Robert Triggs was charged with unlawfully possessing a firearm under 18 U.S.C. § 922(g)(9) based on having a conviction for a “misdemeanor crime of violence.” He had been convicted of battery stemming from a domestic matter 10 years before. Triggs moved to dismiss the indictment based on an alleged Second Amendment violent given the age of the predicate battery conviction, which was denied. Triggs then entered a conditional guilty plea.
On appeal, Triggs raised the Second Amendment issue and error under the Supreme Court’s intervening Rehaif case. He argued that Rehaif, which was decided after his plea and clarified the elements of a § 922(g) violation, “announced a new understanding of the elements of the crime of unlawful firearm possession” and that the government was now required to prove that he knew he was prohibited from possessing a firearm.
The Court agreed, first noting that Rehaif holds that “§ 922(g) requires the government to prove that the defendant knew he had the relevant status.” The parties agreed it was plain error to not advise Triggs of the elements, but the Government disputed whether the error prejudiced Triggs. The Court held that a charge under § 922(g) based on a defendant’s prior “misdemeanor crime of domestic violence” is complex enough to give Triggs “at least a plausible argument that he was unaware” that he qualified based upon his prior battery conviction. The Court held that, although Triggs might be unlikely to succeed at trial, “he has a plausible defense.” Therefore, the Court held that Triggs had shown a reasonable probability that he would not have pled guilty had he known what the government needed to prove.

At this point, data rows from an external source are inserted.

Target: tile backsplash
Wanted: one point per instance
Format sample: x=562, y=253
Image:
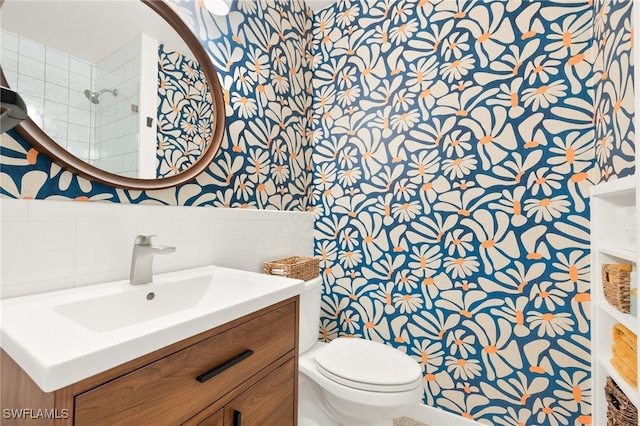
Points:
x=52, y=245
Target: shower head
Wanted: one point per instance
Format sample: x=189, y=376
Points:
x=94, y=97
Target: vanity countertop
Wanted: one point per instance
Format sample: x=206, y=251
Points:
x=65, y=336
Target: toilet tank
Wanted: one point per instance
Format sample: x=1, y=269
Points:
x=310, y=313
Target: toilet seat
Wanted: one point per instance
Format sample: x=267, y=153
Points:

The Court also held that the proceedings of his prior battery conviction increased the viability of his defense. The Court noted that Triggs did not have a lawyer and, despite his waiver of counsel, he did not have an opportunity for “legal counsel to explain the elements of the offense or the implications of his no-contest plea.” The Court further held that Triggs’s signed plea questionnaire did not list the crime to which Triggs pleaded and did not indicate what elements were made aware to him. The Court held that the record of Triggs’s plea hearing showed that the judge neither advised Triggs of the elements of the offenses nor mention a firearm prohibition.